This is a brief summary of paper Reinforcement Learning with Deep Energy-Based Policies for my personal interest.

0. Introduction

After publishing the paper soft Q learning in Jul 2017, the author proposed the influential algorithm SAC in the next year. While SAC has received tremendous publicity, the discussion, if any, about this precedent work generally falls into the rut of the excellent blog. Therefore I decided to summarize some of thoughts and problems I had during the reading.
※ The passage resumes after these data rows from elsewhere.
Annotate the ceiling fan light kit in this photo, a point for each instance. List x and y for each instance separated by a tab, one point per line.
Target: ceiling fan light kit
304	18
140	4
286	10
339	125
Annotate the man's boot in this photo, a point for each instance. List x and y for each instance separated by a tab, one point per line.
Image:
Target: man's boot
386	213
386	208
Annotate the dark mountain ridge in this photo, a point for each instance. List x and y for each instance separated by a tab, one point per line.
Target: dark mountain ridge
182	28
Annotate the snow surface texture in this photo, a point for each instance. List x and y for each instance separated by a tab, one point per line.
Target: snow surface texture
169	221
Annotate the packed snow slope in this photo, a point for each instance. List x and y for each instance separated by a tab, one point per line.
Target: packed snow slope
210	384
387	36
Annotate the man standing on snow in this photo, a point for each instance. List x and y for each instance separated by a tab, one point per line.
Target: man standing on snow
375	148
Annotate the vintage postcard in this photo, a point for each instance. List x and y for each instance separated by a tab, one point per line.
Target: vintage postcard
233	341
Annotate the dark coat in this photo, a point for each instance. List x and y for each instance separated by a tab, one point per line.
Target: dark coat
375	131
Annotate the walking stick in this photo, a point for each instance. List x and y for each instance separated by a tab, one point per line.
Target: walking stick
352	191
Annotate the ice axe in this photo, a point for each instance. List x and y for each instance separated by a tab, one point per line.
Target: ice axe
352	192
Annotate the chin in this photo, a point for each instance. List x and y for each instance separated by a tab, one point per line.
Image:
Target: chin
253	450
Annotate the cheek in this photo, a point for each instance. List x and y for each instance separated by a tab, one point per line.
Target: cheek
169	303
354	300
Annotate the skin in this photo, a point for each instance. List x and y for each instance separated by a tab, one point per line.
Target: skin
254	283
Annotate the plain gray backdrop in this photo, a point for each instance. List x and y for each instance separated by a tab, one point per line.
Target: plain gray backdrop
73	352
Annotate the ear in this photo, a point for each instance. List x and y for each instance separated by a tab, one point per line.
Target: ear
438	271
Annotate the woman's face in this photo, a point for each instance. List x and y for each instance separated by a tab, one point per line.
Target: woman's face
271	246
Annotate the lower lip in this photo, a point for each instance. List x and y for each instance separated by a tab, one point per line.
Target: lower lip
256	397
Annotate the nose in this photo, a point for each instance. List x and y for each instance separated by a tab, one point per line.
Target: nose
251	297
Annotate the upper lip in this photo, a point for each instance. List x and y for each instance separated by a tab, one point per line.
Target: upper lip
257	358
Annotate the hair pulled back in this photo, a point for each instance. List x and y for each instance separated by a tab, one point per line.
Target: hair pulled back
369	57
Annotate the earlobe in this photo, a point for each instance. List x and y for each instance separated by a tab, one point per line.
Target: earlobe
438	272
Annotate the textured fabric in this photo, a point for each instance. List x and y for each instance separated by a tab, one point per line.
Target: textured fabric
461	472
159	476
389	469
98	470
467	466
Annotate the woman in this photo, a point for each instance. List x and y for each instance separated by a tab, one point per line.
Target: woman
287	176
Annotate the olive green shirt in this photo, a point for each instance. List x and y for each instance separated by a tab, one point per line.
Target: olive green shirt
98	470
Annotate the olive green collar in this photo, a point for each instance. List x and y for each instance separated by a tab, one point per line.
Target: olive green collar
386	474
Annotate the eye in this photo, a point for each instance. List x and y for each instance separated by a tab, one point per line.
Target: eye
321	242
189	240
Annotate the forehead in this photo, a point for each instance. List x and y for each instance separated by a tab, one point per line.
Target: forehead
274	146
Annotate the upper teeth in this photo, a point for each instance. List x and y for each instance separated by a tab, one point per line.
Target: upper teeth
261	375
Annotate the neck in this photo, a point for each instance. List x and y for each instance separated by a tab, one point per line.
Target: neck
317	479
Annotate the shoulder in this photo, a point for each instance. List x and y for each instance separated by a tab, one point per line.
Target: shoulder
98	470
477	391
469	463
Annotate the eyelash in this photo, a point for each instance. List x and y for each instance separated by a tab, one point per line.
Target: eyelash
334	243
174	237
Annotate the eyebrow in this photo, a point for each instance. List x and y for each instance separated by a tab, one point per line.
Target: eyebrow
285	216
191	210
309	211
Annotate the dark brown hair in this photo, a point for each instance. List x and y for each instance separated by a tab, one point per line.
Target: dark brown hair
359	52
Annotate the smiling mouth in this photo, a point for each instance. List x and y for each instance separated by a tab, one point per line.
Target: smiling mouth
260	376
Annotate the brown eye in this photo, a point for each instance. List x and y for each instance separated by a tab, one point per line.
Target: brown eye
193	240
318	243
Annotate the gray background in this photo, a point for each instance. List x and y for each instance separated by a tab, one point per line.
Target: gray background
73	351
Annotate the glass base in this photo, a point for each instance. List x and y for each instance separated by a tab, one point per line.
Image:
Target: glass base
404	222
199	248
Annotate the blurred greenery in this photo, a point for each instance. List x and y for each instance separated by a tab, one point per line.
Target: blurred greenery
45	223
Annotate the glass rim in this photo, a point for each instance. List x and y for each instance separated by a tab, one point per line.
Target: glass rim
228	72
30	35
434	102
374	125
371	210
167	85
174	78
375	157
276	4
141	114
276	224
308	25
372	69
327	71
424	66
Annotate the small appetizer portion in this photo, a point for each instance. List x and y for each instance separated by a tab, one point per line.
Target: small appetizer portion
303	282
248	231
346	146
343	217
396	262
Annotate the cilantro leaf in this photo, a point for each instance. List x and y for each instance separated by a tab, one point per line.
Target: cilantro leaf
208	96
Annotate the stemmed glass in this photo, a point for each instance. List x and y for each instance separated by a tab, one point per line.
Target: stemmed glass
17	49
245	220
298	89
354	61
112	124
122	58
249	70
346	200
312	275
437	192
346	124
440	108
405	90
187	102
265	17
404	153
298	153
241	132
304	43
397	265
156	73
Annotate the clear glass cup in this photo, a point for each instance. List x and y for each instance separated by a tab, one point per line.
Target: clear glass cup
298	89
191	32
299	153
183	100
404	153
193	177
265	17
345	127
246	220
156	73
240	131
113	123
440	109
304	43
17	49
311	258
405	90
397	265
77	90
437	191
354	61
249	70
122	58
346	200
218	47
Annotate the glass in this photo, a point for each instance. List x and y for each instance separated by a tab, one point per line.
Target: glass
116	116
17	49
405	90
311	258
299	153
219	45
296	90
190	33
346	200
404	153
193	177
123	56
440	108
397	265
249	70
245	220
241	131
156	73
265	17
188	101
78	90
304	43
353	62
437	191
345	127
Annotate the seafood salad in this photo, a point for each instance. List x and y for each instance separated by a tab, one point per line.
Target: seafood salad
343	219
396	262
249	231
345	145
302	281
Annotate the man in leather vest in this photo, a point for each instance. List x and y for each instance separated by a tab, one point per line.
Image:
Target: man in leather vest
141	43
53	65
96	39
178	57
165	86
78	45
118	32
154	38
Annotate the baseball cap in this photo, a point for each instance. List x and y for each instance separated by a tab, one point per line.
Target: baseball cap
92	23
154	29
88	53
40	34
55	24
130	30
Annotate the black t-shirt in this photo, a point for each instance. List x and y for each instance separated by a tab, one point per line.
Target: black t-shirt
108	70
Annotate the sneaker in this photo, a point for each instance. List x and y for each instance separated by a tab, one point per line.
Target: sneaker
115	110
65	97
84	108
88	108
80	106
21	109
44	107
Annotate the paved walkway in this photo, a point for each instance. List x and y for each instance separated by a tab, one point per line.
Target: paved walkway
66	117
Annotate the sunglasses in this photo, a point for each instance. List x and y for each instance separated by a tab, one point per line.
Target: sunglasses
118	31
Though this post is mainly for my personal interest, any advice will be appreciated.

1. Motivation

In reinforcement learning (RL) problem, given an agent and an environment, the objective of the agent is to learn a policy that maximizes the rewards the agent can gain. However, faced with an unknown environment, there is a tradeoff between exploitation and exploration. Before maximum entropy RL, the exploration is generally ensured by external mechanisms, such as \(\varepsilon-\)greedy in DQN and adding exploratory noise to the actions in DDPG. Un like those heuristic and inefficient methods, maximum entropy encourages the agent to conduct exploration by itself based on both reward and entropy. Specifically, in maximum entropy RL, the optimal policy is redefined as

\[\pi^\ast_\text{MaxEnt}=\arg\max_\pi\mathbb{E}_{\pi}\left[r(s_t,a_t)+\mathcal{H}(\pi(\cdot\vert s_t))\right],\tag{1}\]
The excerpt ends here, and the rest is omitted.